Re: File Busy
Re: File Busy
- Subject: Re: File Busy
- From: Chris Page <email@hidden>
- Date: Wed, 4 Oct 2006 05:44:54 -0700
[Replying to an old post I just noticed.]
On Jul 17, 2006, at 10:35 AM, Jon Pugh wrote:
At 9:13 PM -0300 7/15/06, Adam Bell wrote:
Jon's Commands "fileIsBusy" uniformly returns false for the
simple reason, I assume, that the "busy status" in the properties
of a file remains "false" even if you attempt to change it to true
(which does not cause an error) and when the file is open in
another application.
Jon's Commands' "fileIsBusy" command no longer works in Unix-land
because Unix allows multiple people to write to a file at the same
time.
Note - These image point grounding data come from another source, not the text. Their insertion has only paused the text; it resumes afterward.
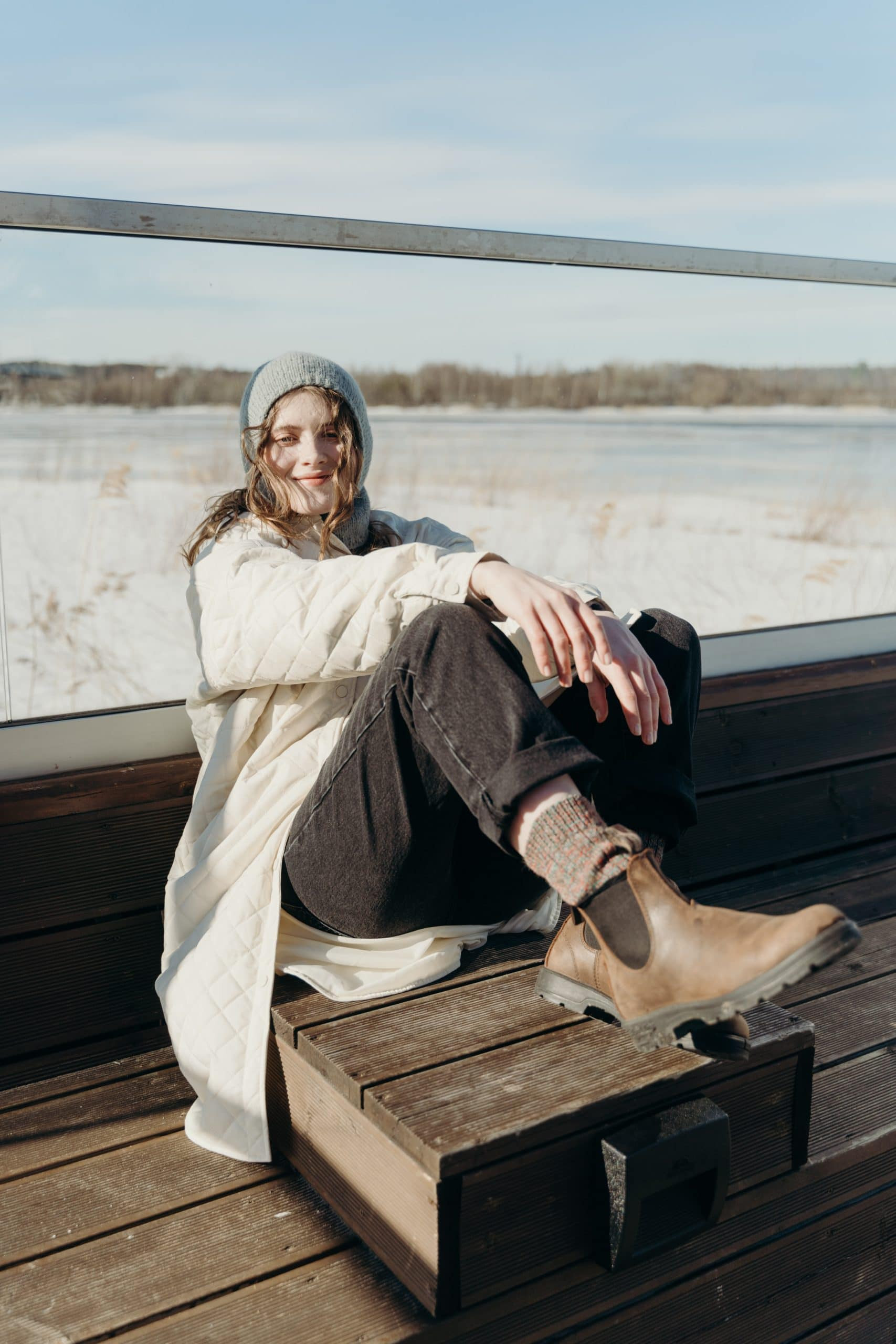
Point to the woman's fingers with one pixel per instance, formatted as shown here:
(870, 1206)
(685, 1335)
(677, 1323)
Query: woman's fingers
(598, 698)
(626, 695)
(579, 637)
(655, 699)
(638, 676)
(602, 654)
(666, 704)
(559, 640)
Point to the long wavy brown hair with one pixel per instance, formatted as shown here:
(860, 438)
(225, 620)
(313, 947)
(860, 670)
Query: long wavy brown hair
(268, 496)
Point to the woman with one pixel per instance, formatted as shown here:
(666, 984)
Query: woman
(410, 745)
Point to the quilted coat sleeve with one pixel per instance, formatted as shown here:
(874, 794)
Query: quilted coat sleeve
(265, 615)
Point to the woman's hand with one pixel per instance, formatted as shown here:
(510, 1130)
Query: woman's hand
(559, 624)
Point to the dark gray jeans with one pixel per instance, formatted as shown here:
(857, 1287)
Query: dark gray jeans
(405, 824)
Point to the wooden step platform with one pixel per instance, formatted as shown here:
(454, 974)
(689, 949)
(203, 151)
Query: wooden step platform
(112, 1225)
(458, 1132)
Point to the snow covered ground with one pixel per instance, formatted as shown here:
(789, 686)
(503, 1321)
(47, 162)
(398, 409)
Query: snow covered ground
(735, 519)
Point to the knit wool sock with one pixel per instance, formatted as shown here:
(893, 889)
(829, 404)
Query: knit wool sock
(573, 847)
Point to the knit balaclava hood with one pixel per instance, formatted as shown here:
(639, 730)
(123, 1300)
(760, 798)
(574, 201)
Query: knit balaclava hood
(300, 369)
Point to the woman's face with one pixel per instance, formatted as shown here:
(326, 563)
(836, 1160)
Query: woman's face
(305, 450)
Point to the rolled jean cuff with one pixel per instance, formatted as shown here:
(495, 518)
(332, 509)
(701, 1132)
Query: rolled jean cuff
(529, 768)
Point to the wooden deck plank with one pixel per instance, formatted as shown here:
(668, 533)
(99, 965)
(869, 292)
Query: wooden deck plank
(108, 971)
(805, 679)
(473, 1110)
(83, 1199)
(160, 1266)
(801, 877)
(849, 1022)
(66, 870)
(796, 817)
(268, 1312)
(82, 1079)
(58, 1062)
(853, 1101)
(69, 1128)
(871, 1324)
(340, 1297)
(747, 743)
(383, 1043)
(841, 1261)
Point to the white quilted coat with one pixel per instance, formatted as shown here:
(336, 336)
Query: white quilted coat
(285, 646)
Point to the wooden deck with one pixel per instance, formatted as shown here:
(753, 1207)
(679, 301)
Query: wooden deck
(112, 1225)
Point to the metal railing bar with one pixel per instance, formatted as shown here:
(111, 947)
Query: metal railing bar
(207, 224)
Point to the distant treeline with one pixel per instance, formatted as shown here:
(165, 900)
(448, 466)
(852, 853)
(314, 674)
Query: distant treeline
(446, 385)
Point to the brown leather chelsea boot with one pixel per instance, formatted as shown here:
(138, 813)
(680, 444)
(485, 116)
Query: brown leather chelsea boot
(662, 965)
(577, 947)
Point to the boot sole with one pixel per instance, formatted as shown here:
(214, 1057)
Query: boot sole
(666, 1026)
(695, 1037)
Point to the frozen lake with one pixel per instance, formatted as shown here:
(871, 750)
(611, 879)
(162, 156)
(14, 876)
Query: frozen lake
(735, 519)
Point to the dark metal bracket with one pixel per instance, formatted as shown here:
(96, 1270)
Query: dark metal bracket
(667, 1179)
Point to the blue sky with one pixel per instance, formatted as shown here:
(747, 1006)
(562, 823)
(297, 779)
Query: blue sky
(765, 127)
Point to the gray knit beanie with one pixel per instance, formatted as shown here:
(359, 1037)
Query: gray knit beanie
(299, 369)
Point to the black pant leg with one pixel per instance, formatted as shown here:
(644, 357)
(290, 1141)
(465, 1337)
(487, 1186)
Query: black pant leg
(448, 723)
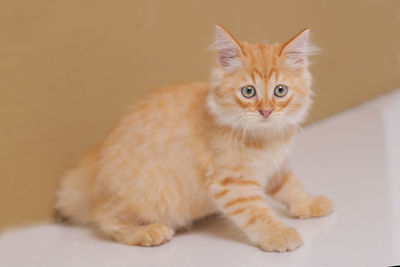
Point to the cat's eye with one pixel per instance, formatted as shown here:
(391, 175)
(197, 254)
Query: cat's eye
(248, 91)
(280, 90)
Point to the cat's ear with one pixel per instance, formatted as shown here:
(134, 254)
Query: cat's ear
(296, 50)
(230, 54)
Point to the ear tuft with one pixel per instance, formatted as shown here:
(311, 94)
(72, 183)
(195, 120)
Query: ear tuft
(297, 49)
(229, 51)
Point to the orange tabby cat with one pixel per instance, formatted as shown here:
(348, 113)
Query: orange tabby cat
(191, 150)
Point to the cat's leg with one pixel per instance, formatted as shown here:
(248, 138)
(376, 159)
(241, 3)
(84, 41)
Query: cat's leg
(286, 188)
(127, 229)
(243, 201)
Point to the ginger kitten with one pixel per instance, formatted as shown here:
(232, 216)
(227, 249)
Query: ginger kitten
(191, 150)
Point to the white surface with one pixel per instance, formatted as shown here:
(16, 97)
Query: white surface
(354, 158)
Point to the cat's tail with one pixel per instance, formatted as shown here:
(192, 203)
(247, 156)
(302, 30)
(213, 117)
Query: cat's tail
(73, 197)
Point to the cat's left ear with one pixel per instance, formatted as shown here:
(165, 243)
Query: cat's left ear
(229, 51)
(296, 50)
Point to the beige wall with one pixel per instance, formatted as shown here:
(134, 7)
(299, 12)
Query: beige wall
(69, 68)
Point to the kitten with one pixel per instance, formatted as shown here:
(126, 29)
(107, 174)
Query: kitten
(191, 150)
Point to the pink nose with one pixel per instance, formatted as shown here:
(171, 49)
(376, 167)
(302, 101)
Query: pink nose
(265, 112)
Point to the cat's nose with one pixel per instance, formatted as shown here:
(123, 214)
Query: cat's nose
(265, 112)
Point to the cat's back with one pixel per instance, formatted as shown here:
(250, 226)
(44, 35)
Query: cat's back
(164, 121)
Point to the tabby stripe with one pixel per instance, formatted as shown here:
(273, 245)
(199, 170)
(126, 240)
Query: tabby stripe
(251, 221)
(221, 193)
(241, 200)
(285, 178)
(236, 212)
(229, 180)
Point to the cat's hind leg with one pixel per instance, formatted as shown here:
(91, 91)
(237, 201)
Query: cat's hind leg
(286, 188)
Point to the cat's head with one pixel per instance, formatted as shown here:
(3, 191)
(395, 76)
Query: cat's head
(260, 87)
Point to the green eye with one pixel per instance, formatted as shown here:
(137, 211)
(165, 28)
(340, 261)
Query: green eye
(248, 91)
(280, 90)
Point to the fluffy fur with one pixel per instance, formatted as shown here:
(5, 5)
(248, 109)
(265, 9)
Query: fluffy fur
(191, 150)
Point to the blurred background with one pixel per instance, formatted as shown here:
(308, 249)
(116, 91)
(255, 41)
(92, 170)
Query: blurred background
(68, 70)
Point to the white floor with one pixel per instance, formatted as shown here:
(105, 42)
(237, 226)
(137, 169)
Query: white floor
(354, 158)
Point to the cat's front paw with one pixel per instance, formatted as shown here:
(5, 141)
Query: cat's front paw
(281, 240)
(314, 207)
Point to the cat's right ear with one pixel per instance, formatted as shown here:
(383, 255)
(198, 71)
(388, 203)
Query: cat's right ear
(229, 51)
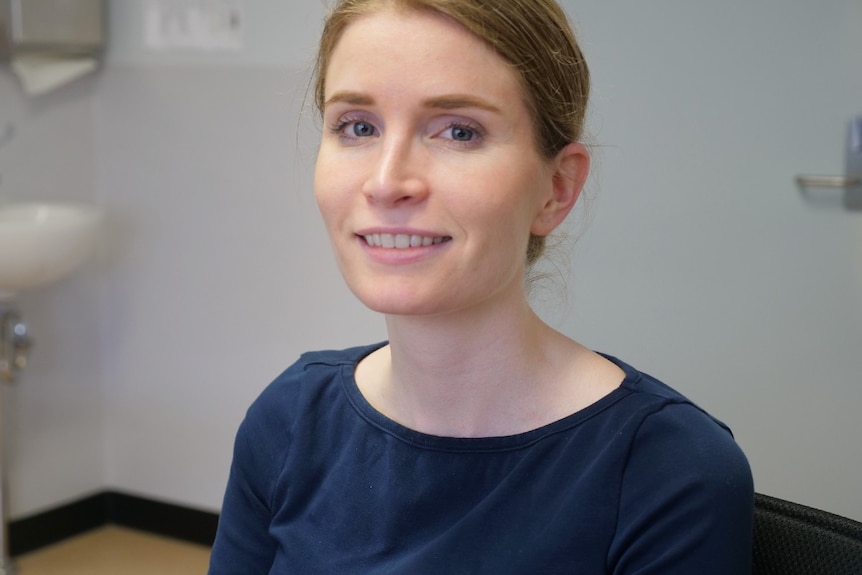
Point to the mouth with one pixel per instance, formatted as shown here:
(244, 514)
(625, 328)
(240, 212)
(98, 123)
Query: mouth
(403, 241)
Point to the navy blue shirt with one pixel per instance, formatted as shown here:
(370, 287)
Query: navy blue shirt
(641, 482)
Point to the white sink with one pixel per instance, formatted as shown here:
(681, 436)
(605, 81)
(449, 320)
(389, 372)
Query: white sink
(41, 243)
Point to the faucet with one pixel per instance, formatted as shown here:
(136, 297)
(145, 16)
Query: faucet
(15, 343)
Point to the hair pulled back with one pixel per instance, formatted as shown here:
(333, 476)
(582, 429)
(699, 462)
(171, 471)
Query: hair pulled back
(534, 36)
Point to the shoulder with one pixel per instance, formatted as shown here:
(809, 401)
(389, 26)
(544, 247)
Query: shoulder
(686, 488)
(301, 390)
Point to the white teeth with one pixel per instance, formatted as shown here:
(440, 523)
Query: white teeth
(401, 241)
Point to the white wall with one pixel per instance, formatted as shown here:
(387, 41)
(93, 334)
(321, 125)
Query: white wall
(702, 265)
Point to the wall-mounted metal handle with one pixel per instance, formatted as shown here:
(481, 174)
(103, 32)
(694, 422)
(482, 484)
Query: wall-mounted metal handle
(853, 175)
(828, 181)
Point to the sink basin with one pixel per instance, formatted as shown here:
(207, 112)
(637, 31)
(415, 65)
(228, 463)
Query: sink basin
(41, 243)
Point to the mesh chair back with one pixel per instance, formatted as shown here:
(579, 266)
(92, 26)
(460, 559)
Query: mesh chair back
(792, 539)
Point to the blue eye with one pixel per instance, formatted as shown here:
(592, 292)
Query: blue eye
(462, 134)
(362, 129)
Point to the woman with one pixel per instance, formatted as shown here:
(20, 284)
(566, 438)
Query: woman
(477, 439)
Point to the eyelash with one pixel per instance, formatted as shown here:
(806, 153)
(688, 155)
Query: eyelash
(476, 130)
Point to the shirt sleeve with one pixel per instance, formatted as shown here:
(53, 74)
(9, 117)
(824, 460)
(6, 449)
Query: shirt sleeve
(243, 544)
(686, 501)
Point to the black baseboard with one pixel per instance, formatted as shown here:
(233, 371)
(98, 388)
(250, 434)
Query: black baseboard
(31, 533)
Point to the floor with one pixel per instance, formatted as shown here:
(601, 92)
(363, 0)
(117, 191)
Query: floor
(116, 550)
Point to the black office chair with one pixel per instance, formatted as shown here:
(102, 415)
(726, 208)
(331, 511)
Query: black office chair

They each create a different version of the file and the
last one to write to it wins.
I'm a little surprised if File Manager doesn't set the "busy" flag to
true when it opens a file.
This may be more than you wanted to know, but:
By default, you can open any file you have permission for. There is
also a facility called "advisory locking", which allows multiple
processes to coordinate on accessing a file. However, a lock does not
prevent other process from opening the same file unless they too use
an advisory lock.
<x-man-page://2/flock>
The Carbon File Manager implements the older Mac OS 9 semantics using
advisory locks. This means you can tell if a file is currently opened
using explicit advisory locking or--indirectly--if it's been opened
by the File Manager, which may (or may not) be useful depending on
your application.
Also, you can discover whether a file is open at all--with or without
an advisory lock--with the "lsof" command, but it's not a good
general solution for most applications.
<x-man-page://8/lsof>
--
Chris Page - Software Wrangler
That’s “Chris” with a silent *and* invisible “3”.